In Efforts to Secure US-Mexico Border, Ariz. Native Americans Feel Caught in the Middle
Tohono O'odham Nation at ground zero in border drug violence.
SELLS, Ariz., June 27, 2013— -- In Southwest Arizona, where the U.S. and Mexico borders meet, the U.S. Border Patrol has made huge strides in capturing border crossers and seizing drugs from Mexican cartels, but there is one stretch of land along the border that has made life a daily hell for a tribe of Native Americans.
The Tohono O'odham Nation, a Native American reservation about the size of Connecticut, is located in the Sonoran Desert, about 60 miles south of Tucson, Ariz., right on the U.S. border with Mexico.
Here, there is no barbed-wire high fence, but open desert, with only a vehicle barrier meant to stop cars but not people.
It is an area where the U.S. government has the fewest resources and the widest open space to patrol, making it a hot spot for Mexican drug cartels and human smuggling operations.
"Nightline" spent 48 hours with U.S. Border Patrol agents and the Tohono O'odham reservation police force to get a firsthand look at the battle on the border.
"The Tohono O'odham Nation is one of our most problematic areas," Arizona Commander Jeffrey Self of the U.S. Border Patrol told "Nightline". "The narcotics smugglers have moved up into the mountainous area. There is not a lot of access."
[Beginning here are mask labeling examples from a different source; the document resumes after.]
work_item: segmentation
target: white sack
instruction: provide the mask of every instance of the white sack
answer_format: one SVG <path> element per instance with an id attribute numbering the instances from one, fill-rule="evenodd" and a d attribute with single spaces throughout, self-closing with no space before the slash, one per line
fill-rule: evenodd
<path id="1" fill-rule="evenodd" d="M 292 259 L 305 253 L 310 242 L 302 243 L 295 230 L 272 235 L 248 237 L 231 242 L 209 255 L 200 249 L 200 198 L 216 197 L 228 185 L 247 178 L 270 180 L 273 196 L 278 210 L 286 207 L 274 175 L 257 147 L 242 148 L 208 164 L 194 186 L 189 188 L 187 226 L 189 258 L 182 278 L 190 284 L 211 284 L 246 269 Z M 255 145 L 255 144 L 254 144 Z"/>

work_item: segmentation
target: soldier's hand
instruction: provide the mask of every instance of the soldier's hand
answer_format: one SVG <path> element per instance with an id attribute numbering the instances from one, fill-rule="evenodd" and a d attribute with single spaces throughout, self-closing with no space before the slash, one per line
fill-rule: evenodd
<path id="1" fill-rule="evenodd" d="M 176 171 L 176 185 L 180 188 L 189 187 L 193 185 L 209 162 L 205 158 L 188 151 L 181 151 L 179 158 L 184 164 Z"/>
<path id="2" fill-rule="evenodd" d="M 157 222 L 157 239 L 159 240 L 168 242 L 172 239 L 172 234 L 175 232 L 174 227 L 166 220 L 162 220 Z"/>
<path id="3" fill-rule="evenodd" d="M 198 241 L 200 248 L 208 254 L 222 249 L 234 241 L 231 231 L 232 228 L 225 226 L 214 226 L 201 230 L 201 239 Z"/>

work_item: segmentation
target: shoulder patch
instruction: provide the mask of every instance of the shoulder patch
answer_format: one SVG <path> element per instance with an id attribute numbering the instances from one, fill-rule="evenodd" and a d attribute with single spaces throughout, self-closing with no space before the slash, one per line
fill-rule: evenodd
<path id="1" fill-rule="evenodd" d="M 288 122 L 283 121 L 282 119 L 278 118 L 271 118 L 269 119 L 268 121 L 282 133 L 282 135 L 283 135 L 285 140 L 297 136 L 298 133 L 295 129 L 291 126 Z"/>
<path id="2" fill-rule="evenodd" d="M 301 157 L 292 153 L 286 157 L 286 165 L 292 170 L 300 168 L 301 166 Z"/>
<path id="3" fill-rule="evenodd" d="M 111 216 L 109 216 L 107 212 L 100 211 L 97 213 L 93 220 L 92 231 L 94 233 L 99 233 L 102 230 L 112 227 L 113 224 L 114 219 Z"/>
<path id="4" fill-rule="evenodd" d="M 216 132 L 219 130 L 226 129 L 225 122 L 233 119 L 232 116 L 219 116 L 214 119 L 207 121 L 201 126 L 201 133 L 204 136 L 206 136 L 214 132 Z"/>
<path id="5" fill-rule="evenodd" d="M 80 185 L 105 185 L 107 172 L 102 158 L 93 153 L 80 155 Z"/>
While border-crossing apprehensions in Arizona are down 43 percent from two years ago, it is a different, more complicated story on the Tohono O'odham Nation. Drug seizures on the reservation are steadily climbing -- nearly 500,000 pounds of marijuana was seized last year, a number that has nearly doubled since 2010. Recently, Tohono O'odham police seized $1 million worth of marijuana in just one week.
But the Tohono O'odham tribal members are caught in the middle of a war between the Mexican drug cartels coming through their community and the U.S. Border Patrol officers who tribal members say have become more aggressive to stop them.
In the Tohono O'odham Nation is "The San Miguel Gate," an area on the U.S.-Mexico border considered to be sacred by the Tohono O'odham. It is the only place where Native Americans can freely walk across the border, but there, the only thing separating Mexico and the U.S. is a low fence guarded by a lone border patrol agent and a light pole powered by a generator.
Verlon Jose, a Tohono O'odham tribal leader whose family has lived on the reservation for generations, and other members of his tribe talked to "Nightline" at "The San Miguel Gate." Jose acknowledged that the Gate carries a myriad of problems.
"Drugs come through here, migrants come through here," he said. "We see harassment from individuals who are moving contraband north, moving migrants north. Homes broken into, vehicles broken into. It's gotten more aggressive."
Jose's cousin Francine Jose lives in a remote part of the reservation and estimated that her house is broken into about once a month by people crossing the border illegally. There is no cell service inside her house so she can't easily call for help -- according to authorities, the police response time to her house can take up to 45 minutes -- and she said the border crossers who walk across her property know it.
"They are constantly breaking in all the time," Francine Jose said. "There was one just recently where they cooked stuff, about a month ago, slept."